JOLLY LLB 2 REVIEW: On the face of it, apna Jolly is a novice indulging in petty crimes because he knows the loopholes in the law. At home, he is the hen-pecked husband of lush, Pushpa Panday(Huma) who loves whisky, Gucci dresses and her chubby son in that order. But these are just asides and not the main premise of courtroom drama, which in many ways follows the template of the 2013 prequel, Jolly LLB.
Writer-director Subhash Kapoor who has studied India’s burgeoning legal system of `I-will-see-you-in-court’, definitely knows as much about the Indian Penal Code as most legal sharks because of his deep study of the subject. While the last instalment dealt with a hit-n-run case, this one deals with the case of mistaken identity of a J & K terrorist. The plot has enough laugh-out-loud situations and emotional outbursts to keep you invested especially in the razor-sharp first half. The film also provides the right dose of action inside and outside the courtroom. With cops playing villains and terrorists changing religions, legal greenhorn Jolly finds himself dodging bullets in Kanpur, Lucknow and Manali(doubling up for Kashmir.)
Post interval though, the film hits a pause button at times. The maker tries to pack in too much legal diatribe between Jolly and his adversary, the topnotch, Pramod Mathur(Annu Kapoor), in Judge Tripathy’s (Saurabh Shukla, delightful as always) Lucknow courtroom. Their weighty arguments do educate and entertain to some degree. But there are portions that seem contrived.

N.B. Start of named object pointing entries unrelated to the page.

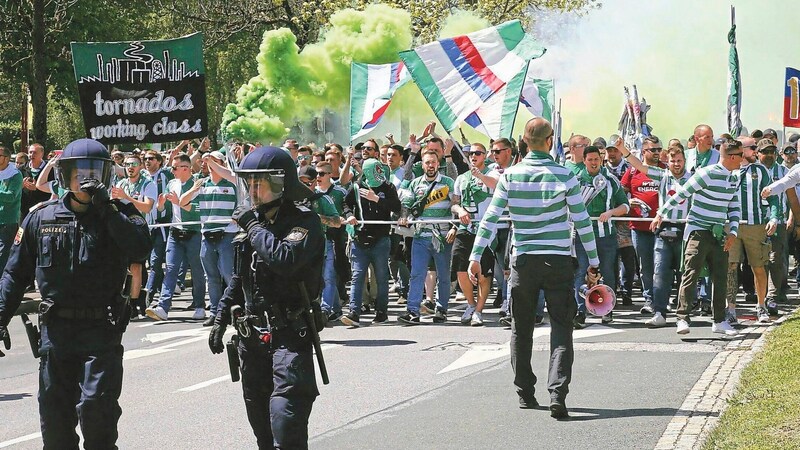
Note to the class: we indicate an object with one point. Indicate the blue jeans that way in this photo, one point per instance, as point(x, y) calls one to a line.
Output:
point(645, 244)
point(607, 252)
point(668, 257)
point(217, 260)
point(330, 292)
point(178, 254)
point(157, 258)
point(421, 253)
point(378, 256)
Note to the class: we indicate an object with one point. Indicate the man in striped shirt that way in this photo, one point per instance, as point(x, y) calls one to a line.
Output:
point(759, 220)
point(714, 194)
point(668, 251)
point(429, 197)
point(216, 197)
point(542, 198)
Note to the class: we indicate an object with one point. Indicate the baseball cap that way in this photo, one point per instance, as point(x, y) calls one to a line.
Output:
point(764, 144)
point(307, 171)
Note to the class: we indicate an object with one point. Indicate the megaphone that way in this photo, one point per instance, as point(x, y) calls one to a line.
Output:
point(600, 299)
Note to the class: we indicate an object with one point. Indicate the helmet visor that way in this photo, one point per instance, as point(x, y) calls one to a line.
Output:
point(70, 173)
point(264, 186)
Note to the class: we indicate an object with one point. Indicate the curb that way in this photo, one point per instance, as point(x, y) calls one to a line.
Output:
point(708, 398)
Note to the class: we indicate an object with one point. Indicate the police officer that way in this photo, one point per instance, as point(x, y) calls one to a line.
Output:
point(78, 248)
point(279, 254)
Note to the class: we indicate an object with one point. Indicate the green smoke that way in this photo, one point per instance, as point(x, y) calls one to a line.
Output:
point(293, 85)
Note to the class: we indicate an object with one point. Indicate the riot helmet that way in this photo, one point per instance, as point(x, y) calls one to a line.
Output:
point(269, 173)
point(83, 160)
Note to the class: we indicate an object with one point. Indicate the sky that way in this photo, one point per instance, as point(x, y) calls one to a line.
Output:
point(676, 52)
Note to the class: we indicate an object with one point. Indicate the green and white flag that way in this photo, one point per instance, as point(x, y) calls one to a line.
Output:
point(734, 83)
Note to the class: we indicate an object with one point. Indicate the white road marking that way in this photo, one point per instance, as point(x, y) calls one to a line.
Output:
point(483, 353)
point(208, 383)
point(27, 437)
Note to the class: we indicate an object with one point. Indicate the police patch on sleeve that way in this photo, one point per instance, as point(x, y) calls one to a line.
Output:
point(297, 234)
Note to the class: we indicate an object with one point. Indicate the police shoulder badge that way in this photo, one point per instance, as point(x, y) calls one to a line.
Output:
point(297, 234)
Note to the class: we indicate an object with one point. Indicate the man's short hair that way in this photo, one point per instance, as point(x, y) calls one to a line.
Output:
point(436, 140)
point(591, 149)
point(504, 143)
point(675, 150)
point(653, 139)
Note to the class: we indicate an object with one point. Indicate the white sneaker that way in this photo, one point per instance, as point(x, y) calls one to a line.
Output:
point(467, 316)
point(657, 321)
point(156, 313)
point(723, 328)
point(477, 320)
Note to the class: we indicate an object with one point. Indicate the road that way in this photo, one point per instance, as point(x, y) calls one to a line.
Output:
point(393, 386)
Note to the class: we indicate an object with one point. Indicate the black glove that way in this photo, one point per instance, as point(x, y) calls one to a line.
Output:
point(215, 338)
point(245, 217)
point(6, 338)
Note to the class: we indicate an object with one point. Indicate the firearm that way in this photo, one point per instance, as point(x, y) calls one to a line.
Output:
point(312, 329)
point(232, 349)
point(123, 316)
point(34, 336)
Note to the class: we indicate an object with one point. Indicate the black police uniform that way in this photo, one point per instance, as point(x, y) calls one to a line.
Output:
point(278, 381)
point(80, 262)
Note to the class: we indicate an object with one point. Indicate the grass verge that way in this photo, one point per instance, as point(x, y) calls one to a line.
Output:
point(764, 413)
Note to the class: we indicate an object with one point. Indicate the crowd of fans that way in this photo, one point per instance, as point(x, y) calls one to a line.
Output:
point(405, 217)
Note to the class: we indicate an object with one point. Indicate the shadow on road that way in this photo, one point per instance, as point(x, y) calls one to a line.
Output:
point(370, 342)
point(12, 397)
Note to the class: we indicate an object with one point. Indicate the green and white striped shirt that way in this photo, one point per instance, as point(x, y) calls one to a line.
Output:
point(756, 211)
point(438, 202)
point(778, 171)
point(714, 192)
point(542, 198)
point(217, 202)
point(668, 185)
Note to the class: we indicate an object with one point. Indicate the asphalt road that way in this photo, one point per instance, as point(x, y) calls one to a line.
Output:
point(393, 386)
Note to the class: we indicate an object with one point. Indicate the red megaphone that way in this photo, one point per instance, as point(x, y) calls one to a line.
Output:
point(600, 299)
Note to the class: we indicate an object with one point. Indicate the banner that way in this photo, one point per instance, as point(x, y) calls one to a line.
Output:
point(142, 91)
point(791, 98)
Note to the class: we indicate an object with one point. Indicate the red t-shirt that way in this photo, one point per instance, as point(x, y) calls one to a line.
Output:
point(642, 187)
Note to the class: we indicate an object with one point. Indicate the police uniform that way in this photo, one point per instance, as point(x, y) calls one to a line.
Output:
point(80, 262)
point(278, 381)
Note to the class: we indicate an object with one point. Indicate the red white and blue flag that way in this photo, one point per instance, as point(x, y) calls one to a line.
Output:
point(371, 89)
point(461, 76)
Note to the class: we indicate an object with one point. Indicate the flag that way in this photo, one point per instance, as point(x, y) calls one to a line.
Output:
point(791, 98)
point(734, 83)
point(371, 89)
point(495, 118)
point(538, 96)
point(458, 75)
point(557, 151)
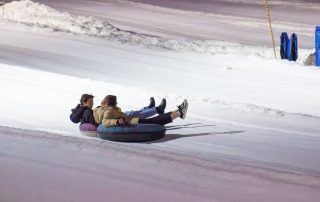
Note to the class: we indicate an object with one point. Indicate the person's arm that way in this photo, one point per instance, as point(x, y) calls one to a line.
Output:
point(109, 119)
point(77, 114)
point(88, 117)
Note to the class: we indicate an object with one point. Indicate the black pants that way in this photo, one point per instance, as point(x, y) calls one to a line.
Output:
point(162, 119)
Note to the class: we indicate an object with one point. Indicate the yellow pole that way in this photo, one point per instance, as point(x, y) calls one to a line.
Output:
point(3, 9)
point(271, 32)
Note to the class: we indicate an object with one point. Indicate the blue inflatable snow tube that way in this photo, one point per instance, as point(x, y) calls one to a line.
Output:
point(132, 133)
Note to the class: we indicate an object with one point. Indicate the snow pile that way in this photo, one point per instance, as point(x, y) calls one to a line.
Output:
point(41, 17)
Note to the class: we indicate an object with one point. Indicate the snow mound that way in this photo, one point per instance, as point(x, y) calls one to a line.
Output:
point(41, 17)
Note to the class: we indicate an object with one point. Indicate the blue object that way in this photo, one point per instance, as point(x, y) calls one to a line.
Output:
point(317, 45)
point(283, 46)
point(292, 48)
point(289, 47)
point(132, 133)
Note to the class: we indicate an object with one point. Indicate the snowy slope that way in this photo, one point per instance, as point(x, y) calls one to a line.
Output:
point(246, 108)
point(235, 21)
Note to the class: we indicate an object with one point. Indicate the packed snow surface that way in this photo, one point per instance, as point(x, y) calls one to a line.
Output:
point(253, 118)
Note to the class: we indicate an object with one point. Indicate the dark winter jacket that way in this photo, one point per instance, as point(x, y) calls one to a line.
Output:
point(82, 114)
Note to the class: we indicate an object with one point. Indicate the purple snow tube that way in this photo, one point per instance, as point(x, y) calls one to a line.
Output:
point(88, 129)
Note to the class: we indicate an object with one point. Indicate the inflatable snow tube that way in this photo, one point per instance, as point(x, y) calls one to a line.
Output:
point(132, 133)
point(88, 129)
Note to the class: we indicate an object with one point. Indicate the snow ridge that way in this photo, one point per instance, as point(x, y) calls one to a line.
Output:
point(41, 17)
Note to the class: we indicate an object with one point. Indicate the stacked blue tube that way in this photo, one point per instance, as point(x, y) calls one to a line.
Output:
point(317, 45)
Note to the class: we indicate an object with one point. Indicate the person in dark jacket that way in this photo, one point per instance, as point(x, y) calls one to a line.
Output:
point(83, 112)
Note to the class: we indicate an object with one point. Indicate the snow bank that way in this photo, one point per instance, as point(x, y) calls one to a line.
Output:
point(43, 18)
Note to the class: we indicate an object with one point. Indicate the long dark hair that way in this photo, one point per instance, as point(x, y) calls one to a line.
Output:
point(85, 98)
point(110, 100)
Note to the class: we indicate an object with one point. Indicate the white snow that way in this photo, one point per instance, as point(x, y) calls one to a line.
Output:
point(247, 109)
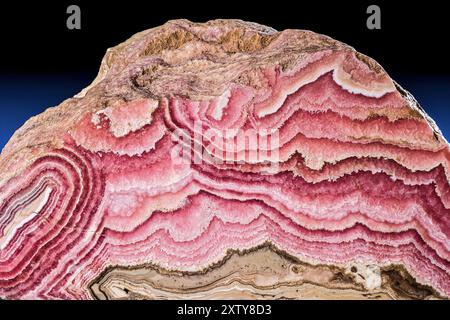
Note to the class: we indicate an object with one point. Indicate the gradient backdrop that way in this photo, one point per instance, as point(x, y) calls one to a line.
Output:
point(43, 63)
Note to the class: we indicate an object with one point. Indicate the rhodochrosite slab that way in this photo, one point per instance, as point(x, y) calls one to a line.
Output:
point(226, 159)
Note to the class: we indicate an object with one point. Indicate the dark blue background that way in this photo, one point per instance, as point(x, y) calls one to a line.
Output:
point(23, 96)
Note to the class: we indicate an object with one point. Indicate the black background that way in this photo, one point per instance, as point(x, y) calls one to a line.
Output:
point(34, 36)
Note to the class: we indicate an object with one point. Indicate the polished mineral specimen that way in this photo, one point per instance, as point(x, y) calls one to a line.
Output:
point(228, 160)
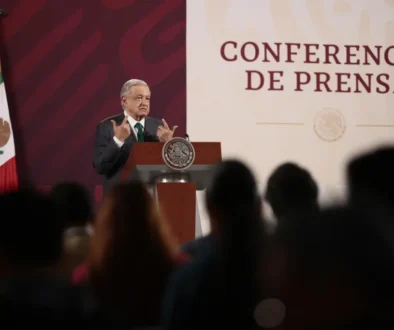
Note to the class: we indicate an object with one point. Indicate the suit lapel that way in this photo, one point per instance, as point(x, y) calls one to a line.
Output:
point(150, 127)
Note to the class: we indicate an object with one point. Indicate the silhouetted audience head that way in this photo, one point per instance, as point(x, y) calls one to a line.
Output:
point(132, 253)
point(75, 203)
point(339, 268)
point(233, 190)
point(31, 232)
point(291, 188)
point(370, 177)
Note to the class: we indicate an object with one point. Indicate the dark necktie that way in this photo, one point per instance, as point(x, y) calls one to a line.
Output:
point(140, 134)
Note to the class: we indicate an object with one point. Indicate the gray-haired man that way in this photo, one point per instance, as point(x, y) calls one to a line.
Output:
point(116, 135)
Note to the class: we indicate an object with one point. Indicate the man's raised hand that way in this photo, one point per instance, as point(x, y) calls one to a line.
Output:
point(122, 131)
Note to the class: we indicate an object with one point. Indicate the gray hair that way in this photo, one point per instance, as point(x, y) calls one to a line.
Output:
point(130, 83)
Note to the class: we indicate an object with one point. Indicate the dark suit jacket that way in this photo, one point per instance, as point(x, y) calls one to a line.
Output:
point(108, 158)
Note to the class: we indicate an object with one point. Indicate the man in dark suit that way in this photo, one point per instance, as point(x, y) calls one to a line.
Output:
point(116, 135)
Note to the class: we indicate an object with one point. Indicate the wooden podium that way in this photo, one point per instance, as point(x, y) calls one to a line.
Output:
point(175, 190)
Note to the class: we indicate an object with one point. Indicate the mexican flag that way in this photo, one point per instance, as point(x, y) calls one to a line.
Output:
point(8, 172)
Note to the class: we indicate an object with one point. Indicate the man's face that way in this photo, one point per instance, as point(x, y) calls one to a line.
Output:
point(137, 102)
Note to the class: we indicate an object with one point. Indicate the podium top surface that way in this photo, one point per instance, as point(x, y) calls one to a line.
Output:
point(146, 163)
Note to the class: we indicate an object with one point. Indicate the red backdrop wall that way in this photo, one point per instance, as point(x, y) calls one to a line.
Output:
point(64, 63)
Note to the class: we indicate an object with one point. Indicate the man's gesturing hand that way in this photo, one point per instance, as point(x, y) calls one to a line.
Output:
point(122, 132)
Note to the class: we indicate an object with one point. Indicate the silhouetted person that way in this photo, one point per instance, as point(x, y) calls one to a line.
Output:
point(337, 270)
point(291, 191)
point(370, 177)
point(220, 288)
point(31, 244)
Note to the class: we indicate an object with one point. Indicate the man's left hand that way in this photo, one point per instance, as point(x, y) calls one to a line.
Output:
point(164, 132)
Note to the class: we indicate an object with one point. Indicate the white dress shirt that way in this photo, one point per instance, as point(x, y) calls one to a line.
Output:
point(132, 123)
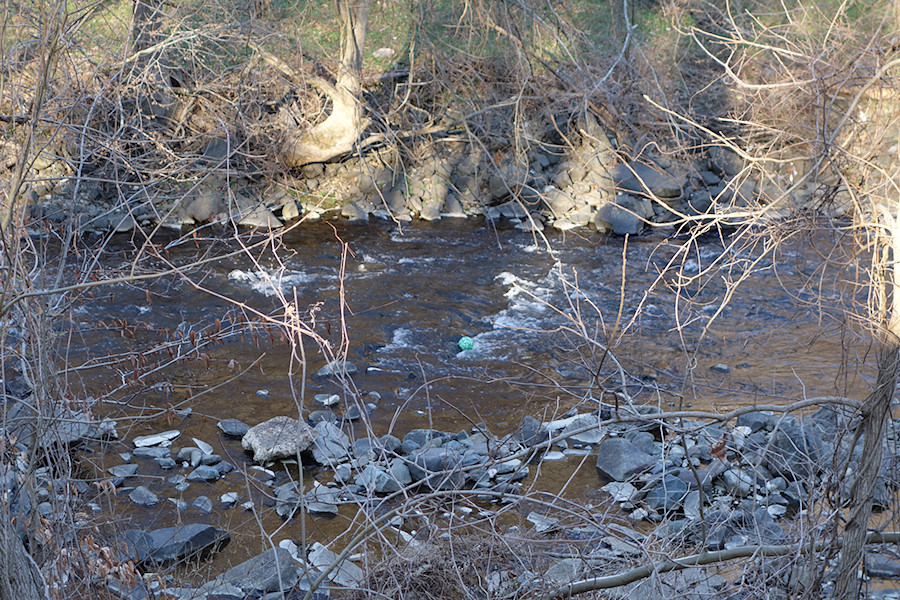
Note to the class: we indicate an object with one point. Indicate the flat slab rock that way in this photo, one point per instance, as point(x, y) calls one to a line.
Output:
point(620, 460)
point(174, 544)
point(279, 437)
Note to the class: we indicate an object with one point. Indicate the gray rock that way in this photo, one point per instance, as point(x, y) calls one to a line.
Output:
point(331, 445)
point(122, 471)
point(321, 500)
point(755, 421)
point(233, 428)
point(882, 567)
point(166, 462)
point(156, 439)
point(141, 495)
point(644, 179)
point(621, 460)
point(203, 504)
point(591, 436)
point(204, 473)
point(565, 571)
point(275, 570)
point(336, 368)
point(377, 479)
point(174, 544)
point(279, 437)
point(346, 574)
point(668, 494)
point(620, 217)
point(725, 162)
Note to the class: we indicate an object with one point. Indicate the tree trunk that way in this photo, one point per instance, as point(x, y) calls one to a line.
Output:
point(875, 412)
point(20, 578)
point(338, 133)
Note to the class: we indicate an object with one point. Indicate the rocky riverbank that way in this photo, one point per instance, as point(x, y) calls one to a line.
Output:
point(591, 182)
point(700, 484)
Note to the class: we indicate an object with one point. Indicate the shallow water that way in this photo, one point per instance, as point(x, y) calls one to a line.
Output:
point(540, 311)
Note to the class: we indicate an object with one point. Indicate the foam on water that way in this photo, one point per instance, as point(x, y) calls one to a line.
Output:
point(270, 281)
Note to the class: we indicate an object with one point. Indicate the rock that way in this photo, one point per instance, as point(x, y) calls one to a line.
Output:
point(327, 399)
point(378, 480)
point(275, 570)
point(542, 523)
point(645, 180)
point(620, 460)
point(725, 162)
point(205, 448)
point(738, 482)
point(668, 494)
point(755, 421)
point(204, 473)
point(203, 504)
point(346, 574)
point(331, 445)
point(882, 567)
point(336, 368)
point(141, 495)
point(531, 432)
point(279, 437)
point(174, 544)
point(619, 217)
point(620, 492)
point(321, 500)
point(233, 428)
point(156, 439)
point(122, 471)
point(592, 436)
point(565, 571)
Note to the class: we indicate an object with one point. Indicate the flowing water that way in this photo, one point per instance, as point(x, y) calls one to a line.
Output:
point(541, 313)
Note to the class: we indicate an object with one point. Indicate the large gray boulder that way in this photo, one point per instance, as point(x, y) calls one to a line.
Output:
point(621, 460)
point(275, 570)
point(279, 437)
point(174, 544)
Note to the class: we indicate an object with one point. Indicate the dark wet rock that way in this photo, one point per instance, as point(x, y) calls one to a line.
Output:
point(152, 452)
point(203, 504)
point(331, 445)
point(390, 443)
point(668, 494)
point(725, 162)
point(436, 467)
point(233, 428)
point(323, 501)
point(224, 467)
point(210, 459)
point(141, 495)
point(378, 480)
point(755, 421)
point(275, 570)
point(319, 416)
point(279, 437)
point(796, 452)
point(882, 567)
point(123, 471)
point(174, 544)
point(204, 473)
point(621, 460)
point(336, 368)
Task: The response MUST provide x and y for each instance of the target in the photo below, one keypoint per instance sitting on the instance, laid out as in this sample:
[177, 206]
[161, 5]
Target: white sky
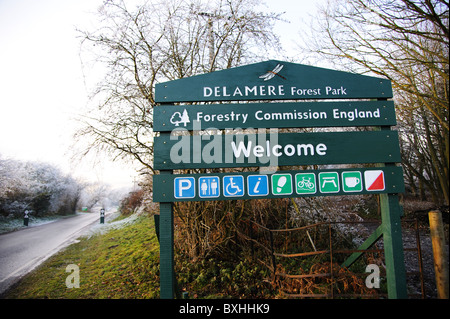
[42, 86]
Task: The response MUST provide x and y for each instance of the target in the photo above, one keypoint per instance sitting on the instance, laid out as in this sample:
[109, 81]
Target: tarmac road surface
[21, 251]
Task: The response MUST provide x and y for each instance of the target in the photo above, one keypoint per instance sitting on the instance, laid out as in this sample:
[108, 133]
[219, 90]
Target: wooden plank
[266, 81]
[256, 150]
[273, 115]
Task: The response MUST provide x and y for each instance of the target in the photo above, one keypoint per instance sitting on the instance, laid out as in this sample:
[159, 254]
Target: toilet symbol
[233, 185]
[257, 185]
[209, 187]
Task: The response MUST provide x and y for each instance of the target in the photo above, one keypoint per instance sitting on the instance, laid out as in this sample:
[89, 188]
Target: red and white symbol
[374, 180]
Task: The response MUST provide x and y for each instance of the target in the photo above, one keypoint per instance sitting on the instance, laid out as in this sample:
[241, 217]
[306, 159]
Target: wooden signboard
[341, 99]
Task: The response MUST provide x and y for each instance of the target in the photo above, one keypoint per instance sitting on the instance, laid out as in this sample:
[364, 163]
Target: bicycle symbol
[306, 183]
[233, 185]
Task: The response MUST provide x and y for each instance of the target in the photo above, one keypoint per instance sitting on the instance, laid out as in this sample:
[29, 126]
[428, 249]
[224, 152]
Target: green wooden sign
[254, 185]
[278, 115]
[247, 150]
[272, 80]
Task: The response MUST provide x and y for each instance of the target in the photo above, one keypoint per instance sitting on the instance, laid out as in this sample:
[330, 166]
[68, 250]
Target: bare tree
[406, 41]
[156, 42]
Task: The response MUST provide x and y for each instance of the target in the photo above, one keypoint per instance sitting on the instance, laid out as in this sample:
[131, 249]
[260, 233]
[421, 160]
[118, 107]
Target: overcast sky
[42, 86]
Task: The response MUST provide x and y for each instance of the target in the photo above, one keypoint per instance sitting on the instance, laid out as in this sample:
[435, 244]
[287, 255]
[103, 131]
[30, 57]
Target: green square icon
[351, 181]
[282, 184]
[329, 182]
[305, 183]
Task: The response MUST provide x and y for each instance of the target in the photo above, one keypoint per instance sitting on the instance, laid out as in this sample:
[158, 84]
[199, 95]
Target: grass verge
[122, 263]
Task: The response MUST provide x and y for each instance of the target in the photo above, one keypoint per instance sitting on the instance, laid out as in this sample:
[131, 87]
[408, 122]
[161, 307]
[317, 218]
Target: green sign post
[183, 144]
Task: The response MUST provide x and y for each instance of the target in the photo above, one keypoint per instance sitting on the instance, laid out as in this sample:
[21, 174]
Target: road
[21, 251]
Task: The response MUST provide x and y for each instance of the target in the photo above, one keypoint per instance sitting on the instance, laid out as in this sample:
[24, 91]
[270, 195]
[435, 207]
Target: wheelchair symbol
[233, 185]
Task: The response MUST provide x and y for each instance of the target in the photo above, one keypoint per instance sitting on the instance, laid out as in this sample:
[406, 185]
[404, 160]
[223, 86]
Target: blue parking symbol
[233, 186]
[258, 185]
[208, 187]
[184, 187]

Akshay changes shades from crooked to straight, like a chameleon. In top-form, he puts up a perfect display of a street-smart lawyer who hasn’t read legal tomes but who has instead picked up tips from courtroom corridors to become Jolly LLB. Huma and Annu are also compelling enough. It is the fine display of histrionics by all these refined actors, which makes the movie, worth seeing.